Nick Cullen’s iron into the 18th green at Metropolitan found the front left bunker it seemed five and a playoff with Adam Scott and James Nitties was inevitable. The hole was cut in the far back right corner of the green making for one of those horrible long bunker shots where the fear is blading it all the way across the green. Most often players dump the club into the sand early and safely, finishing up with, at best, a semi-effective running duff pulling up four or five paces short of the hole. It’s safe, ugly and saves the ignominy of flying too far, making a six and losing what should have been won.
Adam Scott and James Nitties were in the clubhouse, finished in 280 and Cullen needed to somehow save an unlikely par from the sand. He did it with one of the best bunker shots ever hit on the final hole of a big Australian championship. There may have been a better one but I can’t think of it and he was left with a putt so short no amount of nerves could have made it anything other than a certainly.
Scott had been out on the first morning when the unusually early and hot north wind made it especially difficult and he looked to be struggling to do anything particularly well. The second day was better and the score much lower but still there were shots unexpected of the second best player in the world. A pitch from 100 yards away at the 16th, which found the right bunker, was particularly odd for one so good. Playing close to his best golf Scott would have won easily here but too many uncharacteristically poor irons earlier in the week left him, in the end, with a gap too far to bridge. He will though be better for the run and he will need to be in Sydney when Rory McIlroy comes to play The Australian Open.
As interesting as the players was the golf course and how it managed to hold up under the assault of the modern club and ball. Since the tournament left Huntingdale it has been played at Kingston Heath (twice), Victoria, Royal Melbourne and Metropolitan.
They are all short courses in this age – short by scorecard yardage and short to play because of fast running fairways and the time of the year big events are played. Every year members wonder if their course will ‘hold up’ as if someone shooting a low score will expose the course to ridicule. It’s crazy of course but each year we see the best courses in the city demanding players play precise, sensible golf and each year the fears of the members prove to be unfounded.
As a member at Metropolitan I have heard those I share the course with suggesting someone might shoot 59 and the winning score would be close to twenty under par. The course needs to be more difficult apparently.
The offerings come from those who don’t realize how hard it is to shoot 59 and don’t do the maths and figure out twenty under is a birdie every three or four holes – and no bogeys. Sometimes even the concern comes from members who barely make three or four birdies in a year.

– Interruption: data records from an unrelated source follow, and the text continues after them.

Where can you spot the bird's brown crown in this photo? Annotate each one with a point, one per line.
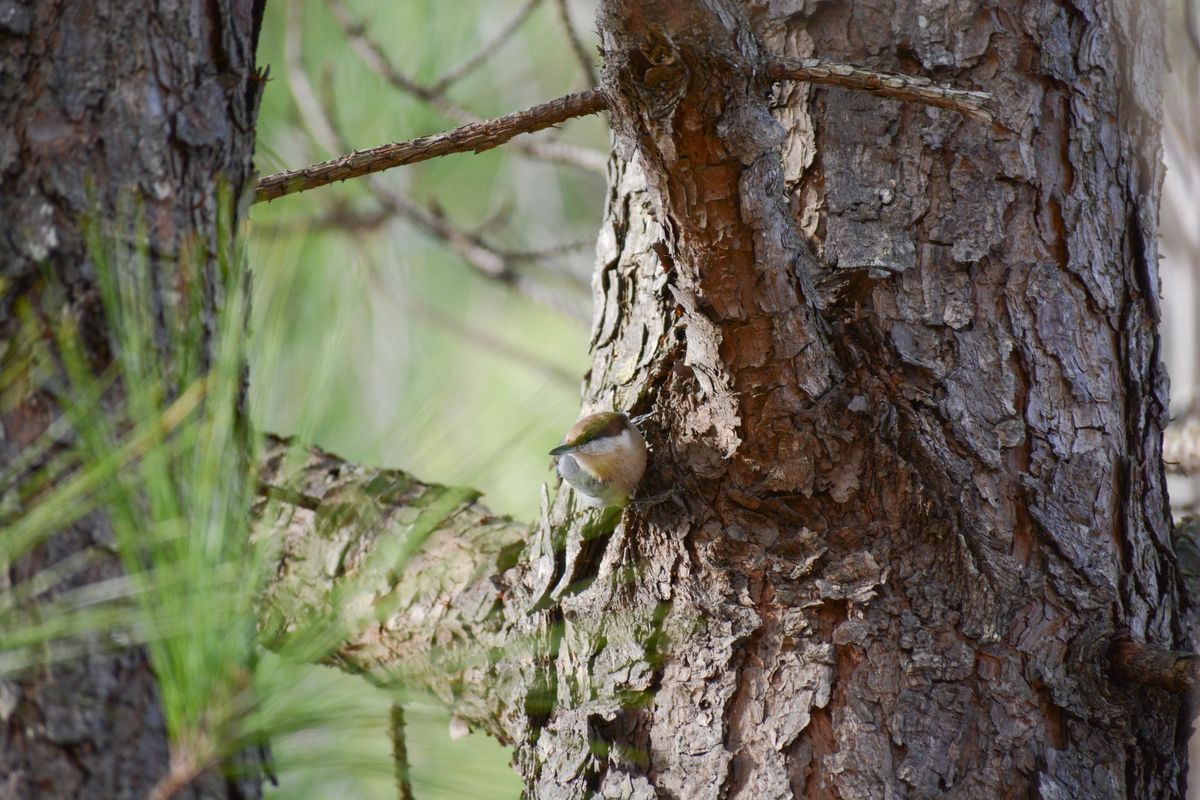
(595, 426)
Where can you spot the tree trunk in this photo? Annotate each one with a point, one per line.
(904, 379)
(105, 107)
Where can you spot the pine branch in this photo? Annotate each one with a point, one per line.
(885, 84)
(475, 137)
(478, 137)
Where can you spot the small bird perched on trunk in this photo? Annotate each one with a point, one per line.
(604, 457)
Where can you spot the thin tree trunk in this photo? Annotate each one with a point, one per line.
(106, 108)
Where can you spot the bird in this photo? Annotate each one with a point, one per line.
(604, 457)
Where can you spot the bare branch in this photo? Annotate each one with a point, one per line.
(885, 84)
(475, 137)
(377, 60)
(581, 52)
(1137, 662)
(478, 137)
(477, 253)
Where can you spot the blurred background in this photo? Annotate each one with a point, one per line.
(436, 318)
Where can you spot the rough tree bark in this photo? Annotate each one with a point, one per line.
(904, 378)
(102, 104)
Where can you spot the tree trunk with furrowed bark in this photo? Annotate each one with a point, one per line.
(105, 107)
(903, 378)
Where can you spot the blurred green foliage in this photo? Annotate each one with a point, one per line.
(375, 343)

These are first-class courses not to be conquered by power alone but it would be nice if those charged with controlling equipment could spare a thought for the intent of the original architects who thought par fives were things to be played with more than drivers and middle iron as was routinely the case at Metropolitan’s three front nine par fives.
The three local amateurs, Ryan Ruffels, Todd Sinnott and Lucas Herbert were terrific to watch and they all managed well the expectations and the pressure of playing a big event in their hometown and in Sinnott’s case his home course. Ruffels especially, who was out with Scott and Geoff Ogilvy in the opening rounds. Obviously he isn’t at their level yet but he was neither overawed nor out of place in the company of two of the best.